José Luis Jiménez - PAZGUATO Y FINO

Compostela en su laberinto

La ciudad llora el cierre de comercios de toda la vida y sufre los nuevos negocios que abren

A finales de 2015 se reabrió en Santiago, tras una tortuosa y cuestionable reforma, la rúa Carretas, en la trasera del Pazo de Raxoi. En este tiempo, se han inaugurado cinco negocios: tres tiendas de souvenirs, un bar de tapas y una agencia de viajes para peregrinos. Fin. Carretas es el síntoma, pero la enfermedad se extiende por la zona histórica compostelana, una piedra que asiste al cierre de comercios de toda la vida —muchos de ellos afectados por el fin de los alquileres de renta antigua— y llora con la nueva oferta que se instala: restaurantes y una peste de tenderetes de baratijas para turistas. ¿Ven normal que no haya un Zara en la zona vieja?

Añádanle a eso el corsé que supone la declaración de Patrimonio de la Humanidad, que impone exigencias leoninas para cualquier rehabilitación. Eso lleva a que la mayoría de los edificios estén sin aislamientos térmicos ni sonoros —esto quizás no haría falta si un sector de los peregrinos mantuviera las normas básicas de educación que gasta en su casa y no creyera que puede llegar berreando a coro a ver al Apóstol, ni el himno de su país ni cánticos populares—. Los materiales para revestimientos, estructuras internas, puertas y ventanas están además tasados. Todo conduce a encarecer las reformas exponencialmente. Ah, y si quieres disponer de internet de fibra, olvídese. Dé gracias que haya ADSL.

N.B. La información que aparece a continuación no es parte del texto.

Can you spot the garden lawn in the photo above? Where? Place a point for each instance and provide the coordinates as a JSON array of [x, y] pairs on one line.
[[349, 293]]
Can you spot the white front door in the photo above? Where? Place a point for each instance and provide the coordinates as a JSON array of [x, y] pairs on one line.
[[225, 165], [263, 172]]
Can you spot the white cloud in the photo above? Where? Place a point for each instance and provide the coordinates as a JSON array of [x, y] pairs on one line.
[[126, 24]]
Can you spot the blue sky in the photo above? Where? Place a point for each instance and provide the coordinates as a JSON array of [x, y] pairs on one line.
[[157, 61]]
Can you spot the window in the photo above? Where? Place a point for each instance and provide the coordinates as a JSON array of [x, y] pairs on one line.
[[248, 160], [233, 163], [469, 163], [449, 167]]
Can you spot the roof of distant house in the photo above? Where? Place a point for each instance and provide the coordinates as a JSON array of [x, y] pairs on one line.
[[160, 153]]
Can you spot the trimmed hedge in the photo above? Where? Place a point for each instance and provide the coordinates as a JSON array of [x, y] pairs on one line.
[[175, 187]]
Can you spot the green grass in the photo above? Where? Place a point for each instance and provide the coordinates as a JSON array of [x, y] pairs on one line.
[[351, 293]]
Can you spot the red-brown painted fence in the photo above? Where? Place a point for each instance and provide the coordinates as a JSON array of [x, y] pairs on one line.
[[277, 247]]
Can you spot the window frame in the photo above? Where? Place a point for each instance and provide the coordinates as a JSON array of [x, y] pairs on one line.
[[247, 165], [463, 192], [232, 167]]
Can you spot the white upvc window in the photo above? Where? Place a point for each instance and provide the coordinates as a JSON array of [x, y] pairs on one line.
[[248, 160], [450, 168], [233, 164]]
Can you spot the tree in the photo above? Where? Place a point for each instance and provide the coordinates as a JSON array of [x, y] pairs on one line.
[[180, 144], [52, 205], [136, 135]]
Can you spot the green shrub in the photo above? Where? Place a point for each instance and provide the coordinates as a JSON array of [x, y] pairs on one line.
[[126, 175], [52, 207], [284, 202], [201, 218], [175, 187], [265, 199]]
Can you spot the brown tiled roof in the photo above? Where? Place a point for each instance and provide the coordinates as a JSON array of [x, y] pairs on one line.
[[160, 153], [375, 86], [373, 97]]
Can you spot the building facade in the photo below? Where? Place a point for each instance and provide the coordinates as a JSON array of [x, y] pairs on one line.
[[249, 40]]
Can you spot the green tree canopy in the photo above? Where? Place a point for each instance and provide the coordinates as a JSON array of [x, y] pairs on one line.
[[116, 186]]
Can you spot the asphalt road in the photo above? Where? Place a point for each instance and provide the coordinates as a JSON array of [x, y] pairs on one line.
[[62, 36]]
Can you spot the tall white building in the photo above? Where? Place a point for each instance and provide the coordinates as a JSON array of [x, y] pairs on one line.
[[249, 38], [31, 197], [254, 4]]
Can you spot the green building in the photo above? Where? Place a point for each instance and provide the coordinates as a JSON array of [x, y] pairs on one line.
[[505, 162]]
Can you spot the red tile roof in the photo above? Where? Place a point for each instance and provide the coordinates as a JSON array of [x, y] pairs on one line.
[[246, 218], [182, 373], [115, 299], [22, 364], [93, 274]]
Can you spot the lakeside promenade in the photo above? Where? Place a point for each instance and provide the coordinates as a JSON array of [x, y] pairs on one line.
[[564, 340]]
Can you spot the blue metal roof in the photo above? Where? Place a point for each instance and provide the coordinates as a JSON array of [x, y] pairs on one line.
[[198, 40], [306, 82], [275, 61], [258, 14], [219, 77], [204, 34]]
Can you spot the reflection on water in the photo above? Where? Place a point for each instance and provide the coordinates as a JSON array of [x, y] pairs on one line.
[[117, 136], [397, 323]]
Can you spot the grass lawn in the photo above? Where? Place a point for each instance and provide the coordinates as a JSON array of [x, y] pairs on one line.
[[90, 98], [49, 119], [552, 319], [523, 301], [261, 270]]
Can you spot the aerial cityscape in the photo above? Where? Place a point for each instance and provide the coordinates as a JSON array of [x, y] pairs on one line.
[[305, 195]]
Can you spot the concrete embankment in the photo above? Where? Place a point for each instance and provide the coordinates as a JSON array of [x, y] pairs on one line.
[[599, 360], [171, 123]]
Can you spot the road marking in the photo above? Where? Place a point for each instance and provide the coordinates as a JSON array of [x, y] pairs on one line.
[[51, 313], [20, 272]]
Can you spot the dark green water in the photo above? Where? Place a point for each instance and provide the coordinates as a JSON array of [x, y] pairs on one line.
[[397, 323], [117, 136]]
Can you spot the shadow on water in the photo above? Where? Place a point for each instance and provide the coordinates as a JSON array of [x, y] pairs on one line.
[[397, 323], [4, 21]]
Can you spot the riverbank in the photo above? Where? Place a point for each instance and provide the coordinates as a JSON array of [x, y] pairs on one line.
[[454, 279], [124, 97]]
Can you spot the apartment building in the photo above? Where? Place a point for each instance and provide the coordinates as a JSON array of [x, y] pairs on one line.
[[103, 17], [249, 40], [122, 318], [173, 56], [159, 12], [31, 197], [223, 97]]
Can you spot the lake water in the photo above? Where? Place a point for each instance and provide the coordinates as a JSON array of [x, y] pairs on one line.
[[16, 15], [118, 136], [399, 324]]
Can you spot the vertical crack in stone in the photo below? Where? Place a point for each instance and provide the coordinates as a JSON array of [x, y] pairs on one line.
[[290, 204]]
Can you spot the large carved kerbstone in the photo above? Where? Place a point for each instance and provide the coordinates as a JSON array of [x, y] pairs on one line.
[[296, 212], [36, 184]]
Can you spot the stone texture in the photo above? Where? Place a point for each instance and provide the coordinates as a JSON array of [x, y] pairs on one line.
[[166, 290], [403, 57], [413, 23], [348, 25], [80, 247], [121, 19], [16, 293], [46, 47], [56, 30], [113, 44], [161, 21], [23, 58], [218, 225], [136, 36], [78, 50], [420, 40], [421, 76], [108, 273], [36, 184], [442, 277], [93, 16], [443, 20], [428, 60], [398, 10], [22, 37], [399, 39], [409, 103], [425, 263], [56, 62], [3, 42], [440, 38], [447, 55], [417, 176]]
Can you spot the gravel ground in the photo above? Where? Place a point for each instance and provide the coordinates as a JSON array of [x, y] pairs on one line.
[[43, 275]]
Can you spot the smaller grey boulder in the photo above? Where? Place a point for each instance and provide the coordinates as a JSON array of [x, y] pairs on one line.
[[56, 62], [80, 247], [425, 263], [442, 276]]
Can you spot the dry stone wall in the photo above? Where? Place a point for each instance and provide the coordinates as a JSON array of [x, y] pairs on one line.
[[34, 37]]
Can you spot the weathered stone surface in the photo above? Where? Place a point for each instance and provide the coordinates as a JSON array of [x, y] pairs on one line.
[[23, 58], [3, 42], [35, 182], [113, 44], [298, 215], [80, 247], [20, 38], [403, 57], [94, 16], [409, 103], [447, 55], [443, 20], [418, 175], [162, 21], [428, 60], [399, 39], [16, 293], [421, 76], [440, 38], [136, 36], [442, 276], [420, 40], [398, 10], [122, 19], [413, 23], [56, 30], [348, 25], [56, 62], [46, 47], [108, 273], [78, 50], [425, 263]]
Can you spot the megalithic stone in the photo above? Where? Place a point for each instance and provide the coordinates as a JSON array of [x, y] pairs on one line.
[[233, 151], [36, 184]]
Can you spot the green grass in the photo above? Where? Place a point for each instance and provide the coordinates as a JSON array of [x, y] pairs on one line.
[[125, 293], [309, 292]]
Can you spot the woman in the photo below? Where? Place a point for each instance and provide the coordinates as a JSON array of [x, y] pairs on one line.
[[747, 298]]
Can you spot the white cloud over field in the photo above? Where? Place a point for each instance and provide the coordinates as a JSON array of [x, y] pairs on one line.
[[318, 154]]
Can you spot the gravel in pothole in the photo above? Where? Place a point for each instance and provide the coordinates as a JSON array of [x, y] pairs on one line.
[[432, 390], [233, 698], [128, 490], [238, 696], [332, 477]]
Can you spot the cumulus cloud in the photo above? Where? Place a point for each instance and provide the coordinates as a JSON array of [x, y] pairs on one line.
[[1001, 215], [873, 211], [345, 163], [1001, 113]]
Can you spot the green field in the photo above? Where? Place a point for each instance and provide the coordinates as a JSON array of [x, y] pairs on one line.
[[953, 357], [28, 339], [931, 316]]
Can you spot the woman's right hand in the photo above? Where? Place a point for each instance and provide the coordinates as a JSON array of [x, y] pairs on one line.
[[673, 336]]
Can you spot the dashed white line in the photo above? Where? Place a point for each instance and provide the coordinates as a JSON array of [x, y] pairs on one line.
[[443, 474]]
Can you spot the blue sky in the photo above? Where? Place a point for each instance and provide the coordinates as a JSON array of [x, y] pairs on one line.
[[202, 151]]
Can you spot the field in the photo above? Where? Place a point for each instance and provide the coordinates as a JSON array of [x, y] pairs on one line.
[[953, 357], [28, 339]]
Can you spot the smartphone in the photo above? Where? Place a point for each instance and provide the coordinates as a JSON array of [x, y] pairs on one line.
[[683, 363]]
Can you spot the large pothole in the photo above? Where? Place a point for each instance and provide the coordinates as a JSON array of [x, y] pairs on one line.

En un grado incipiente, a Compostela —el santo y seña de Galicia para la captación de visitantes— le empieza a subir la fiebre. La zona monumental cada vez es más inhóspita. Donde antes había servicios, hoy solo hay negocios low-cost, bares, apartamentos para viajeros y un par de restaurantes de postín para comer percebes. No hay garajes, ni superficies comerciales, grandes o pequeñas. ¿Quién va a querer vivir aquí?

Lo peor es que las administraciones nos dicen que todo esto ya se abordará más adelante, porque lo importante es que sigan viniendo turistas. Cuantos más, mejor. Porque la asfixia —nos dicen— todavía es soportable, que resta un mundo hasta alcanzar el infierno de Venecia, de donde se exilian sus habitantes porque no aguantan más. Y en nombre del crecimiento económico, todo vale, incluso desvalijar un casco histórico de auténtica vida, esa que debería fluir fuera de los ciclos turísticos. Así que nada de tasas, ni de medidas que permitan elevar la calidad de la oferta. La piedra pierde su alma. Ofrecemos una cáscara bonita vacía de contenido.

El laberinto de Compostela tiene dos salidas. En una, acaba convirtiéndose definitivamente en un parque temático del turista, de usar y tirar, que viene, ensucia, gasta y no paga; con los vecinos emigrados al extrarradio para disfrutar de viviendas de calidad y de los servicios propios de los tiempos que corren. En la otra, el casco viejo se parece —por ejemplo— un poco más al de Bolonia o al de la vecina Braga, y los vecinos no son unos apestados que deben dejarle sitio al foráneo. Yo no dejaría la elección a los políticos.